Ti sei mai data una spiegazione riguardo a questo episodio? Lasciarti i capelli è stato un semplice arbitrio?

La spiegazione al momento non l'ho capita, ma poi dopo, ripensandoci, era semplice: in quello che avveniva non c'era assolutamente mai una logica, anche se all'apparenza tutto era preordinato. Nei giacigli dove dormivamo in cinque o sei, si agitavano gli insetti più schifosi. Erano sui nostri corpi, nelle cuciture dei vestiti. E nel campo passavano dei topi spaventosi, enormi, che si nutrivano di rifiuti, di morti, di tutto. C'era una sporcizia profonda, incredibile, ma noi dovevamo ricoprire questi giacigli a suon di bastonate, con un'unica coperta in ottimo stato, che doveva avere la piega fatta in un certo modo, perfettamente geometrico. Quando ho capito tutto questo, e cioè che sotto la coperta ci poteva essere qualunque schifezza, ma che sopra tutto doveva avere un aspetto perfetto, ho trovato la risposta a un sacco di cose. Entrando nella baracca, subito all'ingresso, c'era la stanzina della capo baracca, con le tendine con i volant. Dentro si intravedeva il divanoletto coperto di cinz. Poi andavi più avanti e c'era una carriola che di notte si riempiva degli escrementi, e più oltre i giacigli a tre piani, luridi, pieni di gente piagata, malata, urlante. Noi, nelle condizioni psicofisiche in cui eravamo, per andare al lavoro dovevamo marciare cantando, e passare davanti all'orchestrina delle donne violiniste sulla porta del Lager, sia che si andasse a morte, sia che si andasse a lavorare. Vedi che è un po' tutto la stessa cosa?

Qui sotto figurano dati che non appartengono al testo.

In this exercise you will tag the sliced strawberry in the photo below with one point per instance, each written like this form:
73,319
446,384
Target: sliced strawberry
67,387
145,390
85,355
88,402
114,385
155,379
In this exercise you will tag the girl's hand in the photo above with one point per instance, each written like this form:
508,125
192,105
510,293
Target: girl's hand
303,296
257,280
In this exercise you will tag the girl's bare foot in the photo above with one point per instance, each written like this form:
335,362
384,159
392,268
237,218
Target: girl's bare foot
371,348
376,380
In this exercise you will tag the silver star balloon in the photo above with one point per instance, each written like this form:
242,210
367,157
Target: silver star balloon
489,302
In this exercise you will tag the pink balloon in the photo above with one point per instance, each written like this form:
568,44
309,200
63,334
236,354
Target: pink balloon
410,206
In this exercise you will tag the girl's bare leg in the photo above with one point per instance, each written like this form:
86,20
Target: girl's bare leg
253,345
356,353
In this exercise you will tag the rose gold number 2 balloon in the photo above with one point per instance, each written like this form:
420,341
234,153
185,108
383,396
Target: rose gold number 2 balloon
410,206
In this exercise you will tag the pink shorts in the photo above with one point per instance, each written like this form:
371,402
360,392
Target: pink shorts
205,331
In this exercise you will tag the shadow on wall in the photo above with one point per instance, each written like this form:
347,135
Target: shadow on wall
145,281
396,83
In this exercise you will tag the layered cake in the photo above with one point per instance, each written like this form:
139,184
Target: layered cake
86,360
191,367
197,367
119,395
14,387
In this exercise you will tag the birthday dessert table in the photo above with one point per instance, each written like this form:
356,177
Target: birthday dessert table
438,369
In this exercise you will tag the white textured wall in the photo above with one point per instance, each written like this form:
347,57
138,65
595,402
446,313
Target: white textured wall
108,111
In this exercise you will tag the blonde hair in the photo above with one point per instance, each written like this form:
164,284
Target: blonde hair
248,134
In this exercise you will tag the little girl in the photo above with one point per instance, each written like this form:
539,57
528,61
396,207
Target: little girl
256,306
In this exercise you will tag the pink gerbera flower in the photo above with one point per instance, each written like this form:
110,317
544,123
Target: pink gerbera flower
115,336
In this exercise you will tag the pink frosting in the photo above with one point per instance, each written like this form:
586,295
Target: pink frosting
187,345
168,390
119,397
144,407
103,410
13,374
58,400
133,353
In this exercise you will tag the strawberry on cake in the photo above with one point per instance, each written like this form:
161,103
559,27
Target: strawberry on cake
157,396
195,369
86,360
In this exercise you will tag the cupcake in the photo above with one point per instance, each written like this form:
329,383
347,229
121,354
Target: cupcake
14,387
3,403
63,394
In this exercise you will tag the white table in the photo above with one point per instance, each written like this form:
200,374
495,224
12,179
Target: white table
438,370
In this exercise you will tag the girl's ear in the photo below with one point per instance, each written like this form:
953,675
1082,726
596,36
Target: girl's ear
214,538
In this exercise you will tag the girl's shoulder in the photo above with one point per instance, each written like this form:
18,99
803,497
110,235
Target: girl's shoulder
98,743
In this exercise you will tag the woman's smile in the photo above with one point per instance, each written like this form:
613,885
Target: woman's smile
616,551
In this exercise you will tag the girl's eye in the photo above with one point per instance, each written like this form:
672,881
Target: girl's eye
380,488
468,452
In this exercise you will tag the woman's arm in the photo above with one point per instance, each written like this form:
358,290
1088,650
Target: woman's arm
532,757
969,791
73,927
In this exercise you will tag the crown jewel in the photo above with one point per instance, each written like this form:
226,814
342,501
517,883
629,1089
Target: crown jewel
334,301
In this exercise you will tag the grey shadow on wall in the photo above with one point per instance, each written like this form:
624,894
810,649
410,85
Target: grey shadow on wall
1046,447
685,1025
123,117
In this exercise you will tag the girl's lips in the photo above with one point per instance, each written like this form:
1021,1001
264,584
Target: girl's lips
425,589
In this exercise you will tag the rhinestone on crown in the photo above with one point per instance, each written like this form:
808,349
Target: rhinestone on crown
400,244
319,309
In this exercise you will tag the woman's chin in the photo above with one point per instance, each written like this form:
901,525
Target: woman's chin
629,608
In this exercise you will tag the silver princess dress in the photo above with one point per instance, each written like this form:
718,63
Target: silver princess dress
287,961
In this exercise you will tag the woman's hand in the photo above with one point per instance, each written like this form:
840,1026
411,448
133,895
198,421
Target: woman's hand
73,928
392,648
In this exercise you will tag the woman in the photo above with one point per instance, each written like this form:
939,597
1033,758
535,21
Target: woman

Quali strategie di sopravvivenza hai adottato?

Adesso che sono nonna e che mi rivedo lì come ero allora, mi dico: quante scelte ho fatto da sola, come sono stata triste, come sono stata matura, come sono stata ingenua, come ho sfidato determinati pericoli senza neanche capirli. Nessuna mi ha suggerito come comportarmi, ho capito da sola di dover fare tutto quello che stava in me per non farmi notare, soprattutto quando non ho più avuto i capelli e sono diventata molto più uguale alle altre. Anche se avere i capelli era uno status symbol, non averli mi rendeva ancora più invisibile. D'altra parte non avrei avuto alcuna capacità di mantenere uno status symbol, perché non capivo cosa mi dicevano, ed ero così assolutamente giovane… e poi io sono una mite, non avrei mai potuto prevaricare nessuno. Una nullità sono stata sempre, e una nullità sono rimasta, però ho sempre fatto in modo di non essere nessuno. Non piangere, non ridere, non star male. Ho avuto degli ascessi, la febbre, ma non sono mai andata a dire a nessuno che stavo male, e a tredici anni non è stato facile. Qualche anno fa ho incontrato un politico che era stato anche lui ad Auschwitz e mi ha detto, ti ricordi la Vistola? La Vistola? Io non l'ho mai vista, la Vistola. A parte il fatto che noi facevamo un percorso in cui non si andava vicino al fiume, ma se anche ci fossi stata, io la Vistola non l'avrei neanche guardata, perché mi guardavo sempre i piedi. Avevo un'idea perfetta di come erano fatti i miei zoccoli, ma quello che mi circondava era talmente orribile che io non guardavo. Avevo sempre paura di non ritrovare la mia baracca quando uscivo dalla doccia, che era in un'altra baracca un po' discosta. Andavo dietro a qualcun'altra, perché anche dopo mesi, soprattutto d'inverno, quando c'era la neve, non riconoscevo i posti. Era tutto uguale, baracche uguali, nessuno ti dava una risposta, non si poteva stare in giro. Andavo a testa bassa dietro a un'altra. Era troppo per me, capisci? Volevo mantenere il mio cervello funzionante, pensavo sempre ad altre cose, lungo la strada magari ripercorrevo tutta la trama di un film che avevo visto. Mi toglievo da lì, non so come dirti.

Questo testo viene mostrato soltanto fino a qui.